How Much Does a Bridge Weigh?

A typical medium-sized bridge can weigh between 1,000 and 10,000 tons (900 to 9,000 metric tonnes).

Updated June 2026

How Much Does a Bridge Weigh?

The short answer: A typical medium-sized bridge weighs roughly 1,000 to 10,000 tons (about 900 to 9,000 metric tonnes), though weight varies enormously with size and design.

Bridge weight by type

Bridges range from small footbridges to massive suspension spans, and their weight depends heavily on length, width, and the materials used.

Type (example)Typical weight
Small pedestrian footbridgea few tons to dozens of tons
Short highway overpasshundreds to a few thousand tons
Medium-sized road bridgeabout 1,000 to 10,000 tons
Large steel suspension bridgetens of thousands of tons or more

What affects bridge weight

  • Span length. Longer bridges require far more material and weigh much more.
  • Materials. Steel, concrete, and wood have very different weights for the same structure.
  • Bridge type. Suspension, arch, beam, and cable-stayed designs vary widely in weight.
  • Deck width. More traffic lanes mean a wider, heavier deck.
  • Load requirements. Bridges built for heavy vehicles need stronger, heavier components.

How bridge weight compares

A medium-sized bridge at several thousand tons can weigh as much as a thousand or more cars combined, while major suspension bridges rival the weight of a small skyscraper.

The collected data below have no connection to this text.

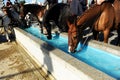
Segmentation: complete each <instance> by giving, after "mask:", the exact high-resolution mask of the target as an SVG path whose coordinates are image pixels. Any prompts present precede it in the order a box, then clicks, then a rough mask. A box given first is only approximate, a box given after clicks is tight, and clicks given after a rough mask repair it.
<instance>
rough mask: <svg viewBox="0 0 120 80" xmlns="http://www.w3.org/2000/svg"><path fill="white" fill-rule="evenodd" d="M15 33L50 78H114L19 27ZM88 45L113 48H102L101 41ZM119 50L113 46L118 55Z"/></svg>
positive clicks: (26, 49)
mask: <svg viewBox="0 0 120 80" xmlns="http://www.w3.org/2000/svg"><path fill="white" fill-rule="evenodd" d="M15 34H16V40H17V42H18V43H19V44H20V45H21V46H23V47H24V49H25V50H26V51H27V52H28V54H29V55H30V56H31V57H32V58H33V59H34V60H35V61H36V63H37V64H39V65H40V66H42V67H43V70H44V71H45V72H46V73H47V74H48V75H50V76H52V77H51V79H52V80H116V79H115V78H113V77H111V76H109V75H107V74H105V73H104V72H102V71H100V70H97V69H95V68H94V67H92V66H90V65H88V64H86V63H84V62H82V61H80V60H78V59H76V58H74V57H72V56H71V55H69V54H66V53H65V52H63V51H62V50H60V49H57V48H55V47H53V46H51V45H49V44H47V43H46V42H44V41H42V40H40V39H39V38H37V37H35V36H33V35H31V34H30V33H27V32H25V31H24V30H22V29H20V28H15ZM89 45H90V46H93V47H97V48H102V50H107V51H108V52H109V50H112V51H113V49H114V48H113V46H112V47H111V46H109V47H108V45H107V44H105V48H103V46H102V45H103V43H99V42H96V41H91V42H89ZM110 52H111V51H110ZM119 52H120V48H115V49H114V52H113V53H114V54H115V55H118V56H119Z"/></svg>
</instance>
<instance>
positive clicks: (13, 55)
mask: <svg viewBox="0 0 120 80" xmlns="http://www.w3.org/2000/svg"><path fill="white" fill-rule="evenodd" d="M0 80H50V78H49V77H47V75H46V74H45V73H44V72H43V71H42V70H41V67H39V66H38V65H37V64H36V63H35V62H34V61H33V60H32V59H31V57H30V56H29V55H28V54H27V53H26V52H25V51H24V49H23V48H22V47H21V46H19V45H18V44H17V43H16V42H15V41H13V42H10V43H8V42H2V43H0Z"/></svg>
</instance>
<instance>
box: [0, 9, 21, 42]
mask: <svg viewBox="0 0 120 80" xmlns="http://www.w3.org/2000/svg"><path fill="white" fill-rule="evenodd" d="M0 13H1V14H2V16H1V20H2V22H1V27H2V29H3V30H4V32H2V33H1V34H5V37H6V39H7V41H8V42H10V41H11V40H15V32H14V29H13V25H14V24H13V18H14V17H16V18H14V20H16V19H17V17H19V16H16V15H15V12H14V11H11V10H10V9H9V8H8V7H2V10H0ZM13 15H14V17H13Z"/></svg>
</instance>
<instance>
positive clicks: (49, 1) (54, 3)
mask: <svg viewBox="0 0 120 80" xmlns="http://www.w3.org/2000/svg"><path fill="white" fill-rule="evenodd" d="M56 3H58V0H45V2H44V4H45V6H47V5H48V7H49V8H50V7H52V6H53V5H54V4H56Z"/></svg>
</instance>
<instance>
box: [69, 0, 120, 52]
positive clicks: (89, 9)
mask: <svg viewBox="0 0 120 80" xmlns="http://www.w3.org/2000/svg"><path fill="white" fill-rule="evenodd" d="M94 8H95V9H94ZM98 11H99V12H98ZM95 12H96V13H97V14H94V13H95ZM93 14H94V15H93ZM70 19H72V18H70V17H69V18H68V26H69V31H68V45H69V50H68V51H69V52H75V51H76V48H77V45H78V43H79V41H80V40H82V38H83V36H82V32H83V30H84V29H85V28H86V27H90V26H92V27H91V29H92V30H93V36H94V38H95V39H97V38H98V33H99V32H102V33H103V35H104V42H105V43H107V42H108V38H109V34H110V31H111V30H112V29H117V32H118V40H120V1H119V0H115V1H114V3H113V4H112V3H110V2H103V3H102V4H101V5H94V6H93V7H91V8H90V9H88V10H86V11H85V12H84V13H83V14H82V15H81V16H79V17H78V19H77V21H76V22H74V23H72V22H71V20H70ZM119 42H120V41H118V42H117V44H118V43H119Z"/></svg>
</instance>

Frequently asked questions

What is the heaviest part of a bridge?
The deck and main supporting structure, such as the towers and cables on a suspension bridge or the beams on a beam bridge, usually account for most of the weight. Foundations buried underground can also be very heavy.

Do steel or concrete bridges weigh more?
For the same span, concrete bridges generally weigh more than steel ones because concrete is denser and used in larger volumes. Steel allows lighter, longer spans but requires careful engineering.

How is a bridge's weight calculated?
Engineers calculate a bridge's weight by summing the volume of each material and multiplying by its density. This is part of the dead-load analysis used to design safe foundations and supports.